The signs of spring are everywhere in the greater Tokyo area, including the vibrant blooms of flowers. While all flowers are coveted, nurtured, and meticulously cared for in Japan, none are more important to Japanese culture than the cherry blossom. Known as sakura, the blooms paint the country in shades of white and pink throughout the spring. Sakura’s significance in Japan can’t be overstated. There are websites and news updates on the anticipated bloom dates. Popular viewing spots are packed with crowds. The start of school and corporate fiscal years are set to align with it. Foods, fabrics, artwork and poetry are saturated with sakura. There are parties and festivals dedicated to viewing the short-lived sakura. The blossoms are gorgeous, particularly in number, yet fall quickly. To the Japanese, sakura represents the impermanence of life – we must savor the beauty and live life to the fullest before the wind blows and the petals fall.
Last year, I experienced my first hanami, or cherry blossom viewing, in Japan. While there are plenty of places where cherry trees grow in the US including my home state, I don’t think I’d ever seen a cherry blossom before. We went out early in the season to some of the popular hanami spots, and while we saw a few pretty trees it was only a glimpse of the impressive display that was to come. Once in full bloom, areas densely populated with the cherry trees were nothing short of spectacular. For less than two weeks, neighborhoods, parks, and canals were transformed into something magical.

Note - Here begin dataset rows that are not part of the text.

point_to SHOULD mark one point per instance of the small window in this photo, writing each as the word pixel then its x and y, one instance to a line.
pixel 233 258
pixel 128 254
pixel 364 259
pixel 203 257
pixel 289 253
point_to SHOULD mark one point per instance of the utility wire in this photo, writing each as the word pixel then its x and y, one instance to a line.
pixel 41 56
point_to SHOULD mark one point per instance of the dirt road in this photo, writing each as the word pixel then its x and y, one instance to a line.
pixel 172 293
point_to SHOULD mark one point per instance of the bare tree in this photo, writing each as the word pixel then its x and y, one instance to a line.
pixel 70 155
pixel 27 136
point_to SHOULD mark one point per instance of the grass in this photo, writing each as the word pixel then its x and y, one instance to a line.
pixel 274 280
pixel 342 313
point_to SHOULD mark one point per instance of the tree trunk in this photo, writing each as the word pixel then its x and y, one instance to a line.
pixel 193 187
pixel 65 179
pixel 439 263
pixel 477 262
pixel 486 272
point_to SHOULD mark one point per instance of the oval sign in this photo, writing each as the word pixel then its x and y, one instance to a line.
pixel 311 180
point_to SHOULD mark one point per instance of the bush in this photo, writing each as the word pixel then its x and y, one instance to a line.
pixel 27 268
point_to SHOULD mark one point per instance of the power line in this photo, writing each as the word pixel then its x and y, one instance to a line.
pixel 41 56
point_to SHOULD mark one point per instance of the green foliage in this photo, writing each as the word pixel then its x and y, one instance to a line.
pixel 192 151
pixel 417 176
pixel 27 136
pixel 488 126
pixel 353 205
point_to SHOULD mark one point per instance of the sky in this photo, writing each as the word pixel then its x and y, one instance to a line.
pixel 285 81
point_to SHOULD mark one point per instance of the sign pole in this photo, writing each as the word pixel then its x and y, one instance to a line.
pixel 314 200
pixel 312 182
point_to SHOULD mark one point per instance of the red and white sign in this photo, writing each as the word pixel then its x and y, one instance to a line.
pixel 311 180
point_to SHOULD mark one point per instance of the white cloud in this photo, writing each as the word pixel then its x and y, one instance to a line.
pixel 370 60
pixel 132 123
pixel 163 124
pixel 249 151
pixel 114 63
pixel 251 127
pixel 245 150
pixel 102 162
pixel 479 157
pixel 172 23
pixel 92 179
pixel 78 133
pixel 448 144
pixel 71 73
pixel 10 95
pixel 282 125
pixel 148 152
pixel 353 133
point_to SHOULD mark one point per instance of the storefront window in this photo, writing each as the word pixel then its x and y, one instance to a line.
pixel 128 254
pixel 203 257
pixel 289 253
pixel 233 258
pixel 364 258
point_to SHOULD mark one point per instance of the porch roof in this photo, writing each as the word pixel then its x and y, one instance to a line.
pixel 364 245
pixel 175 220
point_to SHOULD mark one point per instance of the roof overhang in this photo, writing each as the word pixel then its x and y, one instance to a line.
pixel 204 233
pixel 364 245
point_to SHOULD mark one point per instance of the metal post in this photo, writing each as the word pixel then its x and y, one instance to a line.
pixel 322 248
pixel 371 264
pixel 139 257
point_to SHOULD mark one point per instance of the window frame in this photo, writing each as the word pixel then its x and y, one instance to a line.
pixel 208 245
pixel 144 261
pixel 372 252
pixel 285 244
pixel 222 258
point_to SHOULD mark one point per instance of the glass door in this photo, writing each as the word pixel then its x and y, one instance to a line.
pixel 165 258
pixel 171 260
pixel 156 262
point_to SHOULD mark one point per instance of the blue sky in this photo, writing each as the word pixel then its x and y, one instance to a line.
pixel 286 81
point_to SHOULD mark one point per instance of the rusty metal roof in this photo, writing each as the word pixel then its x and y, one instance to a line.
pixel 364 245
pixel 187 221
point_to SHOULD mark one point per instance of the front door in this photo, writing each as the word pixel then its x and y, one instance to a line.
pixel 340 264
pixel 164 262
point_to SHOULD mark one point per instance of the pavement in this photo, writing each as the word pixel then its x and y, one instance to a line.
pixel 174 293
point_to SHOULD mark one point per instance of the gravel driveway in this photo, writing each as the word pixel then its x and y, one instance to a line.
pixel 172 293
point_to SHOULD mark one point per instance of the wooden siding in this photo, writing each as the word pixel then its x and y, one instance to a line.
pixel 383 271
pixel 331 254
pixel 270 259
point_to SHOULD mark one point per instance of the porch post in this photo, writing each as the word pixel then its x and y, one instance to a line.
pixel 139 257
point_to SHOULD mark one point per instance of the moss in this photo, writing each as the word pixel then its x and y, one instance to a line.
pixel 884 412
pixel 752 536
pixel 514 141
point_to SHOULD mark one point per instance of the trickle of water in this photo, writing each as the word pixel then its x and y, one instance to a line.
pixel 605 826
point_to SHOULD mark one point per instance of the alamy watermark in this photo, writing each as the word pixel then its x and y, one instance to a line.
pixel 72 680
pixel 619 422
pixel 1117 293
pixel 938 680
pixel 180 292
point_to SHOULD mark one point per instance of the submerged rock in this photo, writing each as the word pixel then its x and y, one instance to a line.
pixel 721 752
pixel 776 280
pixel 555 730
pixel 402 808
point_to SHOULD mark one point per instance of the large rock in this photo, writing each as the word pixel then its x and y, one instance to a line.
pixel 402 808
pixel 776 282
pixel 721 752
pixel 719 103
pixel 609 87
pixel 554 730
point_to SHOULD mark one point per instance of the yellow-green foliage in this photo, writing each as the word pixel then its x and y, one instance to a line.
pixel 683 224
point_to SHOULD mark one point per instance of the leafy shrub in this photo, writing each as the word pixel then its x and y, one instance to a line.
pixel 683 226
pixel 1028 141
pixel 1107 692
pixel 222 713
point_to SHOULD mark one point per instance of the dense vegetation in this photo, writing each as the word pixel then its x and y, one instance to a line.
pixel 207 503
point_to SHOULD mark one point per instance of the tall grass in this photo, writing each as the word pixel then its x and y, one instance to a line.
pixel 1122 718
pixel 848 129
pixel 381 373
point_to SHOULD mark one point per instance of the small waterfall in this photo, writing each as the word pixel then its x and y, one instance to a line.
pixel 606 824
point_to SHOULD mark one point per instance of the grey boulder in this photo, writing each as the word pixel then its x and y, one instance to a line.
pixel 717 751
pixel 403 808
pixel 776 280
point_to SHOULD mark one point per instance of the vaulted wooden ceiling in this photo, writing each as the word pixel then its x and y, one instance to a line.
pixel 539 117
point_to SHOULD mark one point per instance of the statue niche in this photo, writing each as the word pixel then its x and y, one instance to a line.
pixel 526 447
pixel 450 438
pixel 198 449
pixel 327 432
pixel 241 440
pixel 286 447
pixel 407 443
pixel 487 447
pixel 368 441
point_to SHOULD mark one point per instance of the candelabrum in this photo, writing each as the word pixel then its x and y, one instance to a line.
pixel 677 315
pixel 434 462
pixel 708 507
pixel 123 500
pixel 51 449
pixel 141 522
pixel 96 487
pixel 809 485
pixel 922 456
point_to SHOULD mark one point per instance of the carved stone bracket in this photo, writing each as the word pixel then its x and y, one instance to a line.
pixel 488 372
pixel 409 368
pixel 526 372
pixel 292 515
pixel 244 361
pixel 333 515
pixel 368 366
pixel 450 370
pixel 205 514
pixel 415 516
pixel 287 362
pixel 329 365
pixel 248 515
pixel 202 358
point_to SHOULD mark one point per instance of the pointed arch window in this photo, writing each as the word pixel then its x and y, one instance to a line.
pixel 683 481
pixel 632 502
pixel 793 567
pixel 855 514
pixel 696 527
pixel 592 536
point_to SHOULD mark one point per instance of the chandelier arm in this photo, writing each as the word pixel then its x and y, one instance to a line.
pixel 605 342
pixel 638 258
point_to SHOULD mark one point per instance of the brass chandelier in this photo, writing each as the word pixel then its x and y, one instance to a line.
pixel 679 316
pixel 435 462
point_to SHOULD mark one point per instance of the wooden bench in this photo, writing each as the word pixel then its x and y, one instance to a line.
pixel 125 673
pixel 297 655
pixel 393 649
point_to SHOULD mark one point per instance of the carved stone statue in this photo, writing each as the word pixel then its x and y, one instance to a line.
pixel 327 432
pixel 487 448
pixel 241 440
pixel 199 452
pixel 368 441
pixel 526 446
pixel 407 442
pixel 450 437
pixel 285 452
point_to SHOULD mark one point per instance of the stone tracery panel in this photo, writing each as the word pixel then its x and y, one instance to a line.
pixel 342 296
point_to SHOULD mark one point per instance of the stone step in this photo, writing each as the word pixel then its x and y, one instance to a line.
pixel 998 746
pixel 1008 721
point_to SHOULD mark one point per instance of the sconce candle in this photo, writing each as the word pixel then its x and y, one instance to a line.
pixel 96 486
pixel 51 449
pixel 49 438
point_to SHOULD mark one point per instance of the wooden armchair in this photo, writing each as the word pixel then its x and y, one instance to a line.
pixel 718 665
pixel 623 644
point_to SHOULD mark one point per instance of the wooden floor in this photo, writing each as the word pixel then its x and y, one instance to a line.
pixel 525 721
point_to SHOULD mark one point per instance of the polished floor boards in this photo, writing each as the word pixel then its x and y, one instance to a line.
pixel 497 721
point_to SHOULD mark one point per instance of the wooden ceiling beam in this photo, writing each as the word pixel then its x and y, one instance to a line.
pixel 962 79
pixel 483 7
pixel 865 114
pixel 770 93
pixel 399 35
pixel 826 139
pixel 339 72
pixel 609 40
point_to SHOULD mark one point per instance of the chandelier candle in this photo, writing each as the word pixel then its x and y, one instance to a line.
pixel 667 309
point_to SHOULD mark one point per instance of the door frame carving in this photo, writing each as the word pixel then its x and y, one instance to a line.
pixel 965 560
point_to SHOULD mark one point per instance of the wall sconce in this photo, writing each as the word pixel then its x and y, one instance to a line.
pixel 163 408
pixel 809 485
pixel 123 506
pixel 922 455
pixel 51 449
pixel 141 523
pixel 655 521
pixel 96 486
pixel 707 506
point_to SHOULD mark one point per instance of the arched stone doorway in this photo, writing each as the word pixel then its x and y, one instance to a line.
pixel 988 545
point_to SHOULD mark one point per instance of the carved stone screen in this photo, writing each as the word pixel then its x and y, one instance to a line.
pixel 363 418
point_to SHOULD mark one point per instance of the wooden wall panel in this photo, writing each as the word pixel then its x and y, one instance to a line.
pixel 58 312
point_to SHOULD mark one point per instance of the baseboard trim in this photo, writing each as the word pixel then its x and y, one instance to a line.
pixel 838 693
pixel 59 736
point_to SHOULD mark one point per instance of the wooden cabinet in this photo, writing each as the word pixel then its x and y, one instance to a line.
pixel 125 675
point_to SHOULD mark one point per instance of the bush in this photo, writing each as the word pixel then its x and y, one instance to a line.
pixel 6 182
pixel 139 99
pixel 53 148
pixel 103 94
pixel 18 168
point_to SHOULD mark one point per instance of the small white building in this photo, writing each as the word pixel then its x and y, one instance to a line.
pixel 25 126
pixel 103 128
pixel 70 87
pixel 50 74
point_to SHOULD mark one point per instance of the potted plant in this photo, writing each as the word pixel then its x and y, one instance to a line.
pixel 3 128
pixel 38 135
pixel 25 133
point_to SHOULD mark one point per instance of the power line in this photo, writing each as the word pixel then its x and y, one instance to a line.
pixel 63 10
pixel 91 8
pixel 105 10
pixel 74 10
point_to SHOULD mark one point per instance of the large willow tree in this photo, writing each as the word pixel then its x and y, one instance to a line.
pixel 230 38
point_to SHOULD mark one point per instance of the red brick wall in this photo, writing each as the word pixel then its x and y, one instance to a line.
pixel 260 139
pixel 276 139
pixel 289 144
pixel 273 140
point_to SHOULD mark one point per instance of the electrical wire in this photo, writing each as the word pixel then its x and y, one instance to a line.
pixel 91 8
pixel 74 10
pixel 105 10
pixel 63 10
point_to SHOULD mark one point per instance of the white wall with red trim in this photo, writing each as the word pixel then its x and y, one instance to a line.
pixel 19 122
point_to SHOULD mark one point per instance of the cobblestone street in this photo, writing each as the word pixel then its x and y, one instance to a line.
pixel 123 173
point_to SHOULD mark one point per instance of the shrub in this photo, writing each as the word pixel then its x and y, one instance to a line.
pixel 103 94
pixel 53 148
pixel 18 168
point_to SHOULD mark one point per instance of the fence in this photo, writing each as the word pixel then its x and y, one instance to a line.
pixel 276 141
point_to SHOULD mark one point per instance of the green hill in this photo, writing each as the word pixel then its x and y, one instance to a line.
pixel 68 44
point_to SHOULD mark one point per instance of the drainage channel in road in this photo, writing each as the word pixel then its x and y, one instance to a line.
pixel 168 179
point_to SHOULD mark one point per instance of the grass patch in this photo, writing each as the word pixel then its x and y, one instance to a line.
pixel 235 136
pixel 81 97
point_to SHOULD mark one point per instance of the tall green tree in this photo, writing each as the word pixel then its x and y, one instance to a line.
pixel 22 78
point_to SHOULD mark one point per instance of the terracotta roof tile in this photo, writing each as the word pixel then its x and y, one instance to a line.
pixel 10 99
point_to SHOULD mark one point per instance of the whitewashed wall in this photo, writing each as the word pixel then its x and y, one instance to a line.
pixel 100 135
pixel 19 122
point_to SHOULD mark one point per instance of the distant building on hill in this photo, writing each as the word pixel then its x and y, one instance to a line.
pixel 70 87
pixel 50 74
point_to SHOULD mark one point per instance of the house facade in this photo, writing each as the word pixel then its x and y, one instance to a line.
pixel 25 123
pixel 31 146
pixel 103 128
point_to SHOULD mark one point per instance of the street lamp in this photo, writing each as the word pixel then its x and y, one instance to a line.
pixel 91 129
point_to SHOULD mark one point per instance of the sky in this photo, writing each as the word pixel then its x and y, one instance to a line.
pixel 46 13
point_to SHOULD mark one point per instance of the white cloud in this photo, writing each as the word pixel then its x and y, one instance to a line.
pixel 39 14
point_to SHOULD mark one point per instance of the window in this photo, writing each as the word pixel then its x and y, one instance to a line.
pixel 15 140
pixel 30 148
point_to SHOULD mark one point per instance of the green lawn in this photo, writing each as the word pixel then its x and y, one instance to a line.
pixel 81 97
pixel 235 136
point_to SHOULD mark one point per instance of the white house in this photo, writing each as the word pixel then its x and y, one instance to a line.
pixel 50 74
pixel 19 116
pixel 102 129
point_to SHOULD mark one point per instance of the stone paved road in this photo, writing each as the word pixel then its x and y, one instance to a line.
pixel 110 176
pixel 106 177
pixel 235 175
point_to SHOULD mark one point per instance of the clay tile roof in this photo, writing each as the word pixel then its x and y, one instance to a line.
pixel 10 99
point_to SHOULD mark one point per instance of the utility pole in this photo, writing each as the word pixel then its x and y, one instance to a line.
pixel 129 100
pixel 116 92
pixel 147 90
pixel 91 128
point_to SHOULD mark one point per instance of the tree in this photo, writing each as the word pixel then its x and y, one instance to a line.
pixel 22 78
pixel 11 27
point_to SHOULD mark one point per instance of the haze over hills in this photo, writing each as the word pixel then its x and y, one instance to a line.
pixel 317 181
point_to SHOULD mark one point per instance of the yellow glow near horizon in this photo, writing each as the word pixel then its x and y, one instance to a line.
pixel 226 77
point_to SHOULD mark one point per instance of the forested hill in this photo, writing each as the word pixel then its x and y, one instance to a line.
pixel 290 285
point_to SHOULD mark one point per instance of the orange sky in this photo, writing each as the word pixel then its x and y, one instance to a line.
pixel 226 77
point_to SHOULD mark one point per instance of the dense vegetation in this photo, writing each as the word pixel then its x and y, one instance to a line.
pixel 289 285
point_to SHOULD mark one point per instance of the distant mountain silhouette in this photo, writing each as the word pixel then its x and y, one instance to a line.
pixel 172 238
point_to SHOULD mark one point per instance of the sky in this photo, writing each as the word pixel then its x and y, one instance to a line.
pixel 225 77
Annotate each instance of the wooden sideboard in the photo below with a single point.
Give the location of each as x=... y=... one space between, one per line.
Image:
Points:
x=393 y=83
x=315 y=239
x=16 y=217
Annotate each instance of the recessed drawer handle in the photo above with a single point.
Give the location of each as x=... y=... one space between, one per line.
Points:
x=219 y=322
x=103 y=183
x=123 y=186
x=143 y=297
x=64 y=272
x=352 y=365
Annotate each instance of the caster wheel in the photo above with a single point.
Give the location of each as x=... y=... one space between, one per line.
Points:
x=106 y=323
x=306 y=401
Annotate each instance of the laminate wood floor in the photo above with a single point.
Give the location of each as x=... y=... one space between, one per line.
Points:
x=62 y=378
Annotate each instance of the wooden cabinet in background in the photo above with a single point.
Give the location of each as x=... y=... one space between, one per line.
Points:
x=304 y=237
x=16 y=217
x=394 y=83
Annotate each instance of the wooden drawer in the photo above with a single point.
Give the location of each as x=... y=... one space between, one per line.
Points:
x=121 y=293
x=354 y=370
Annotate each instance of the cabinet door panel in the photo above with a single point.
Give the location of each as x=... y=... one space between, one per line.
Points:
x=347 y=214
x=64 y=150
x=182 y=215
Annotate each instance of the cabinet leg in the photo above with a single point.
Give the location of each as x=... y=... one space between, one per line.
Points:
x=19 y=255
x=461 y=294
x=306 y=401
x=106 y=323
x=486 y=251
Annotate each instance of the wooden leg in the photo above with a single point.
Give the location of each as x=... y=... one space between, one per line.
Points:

Sakura has made a lasting impression on me. As I watch the petals from this season’s blooms fall, I reflect on what I’ve learned from Japanese sakura.
Life is short. We must enjoy every day and take advantage of the opportunities presented to us. Too often we rush through life from one obligation to the next, never really noticing what is passing us by.
There is beauty hiding in plain sight. Sometimes you won’t see it unless you put in the effort to find it.
Everyone has time to stop and look. We are plagued by the idea that we must always be busy, but we own our own time. In sakura season, it isn’t uncommon to see a businessman hurrying through his morning commute stop to enjoy a beautifully blooming tree.
Some things are simple or unremarkable on their own, but in quantity the significance increases exponentially. Small everyday steps can result in significant change over time.
It’s with these thoughts in mind that I launch my website. I meet so many amazing people who are waiting to pursue their dream of starting a business. Life is short, and the opportunity is now.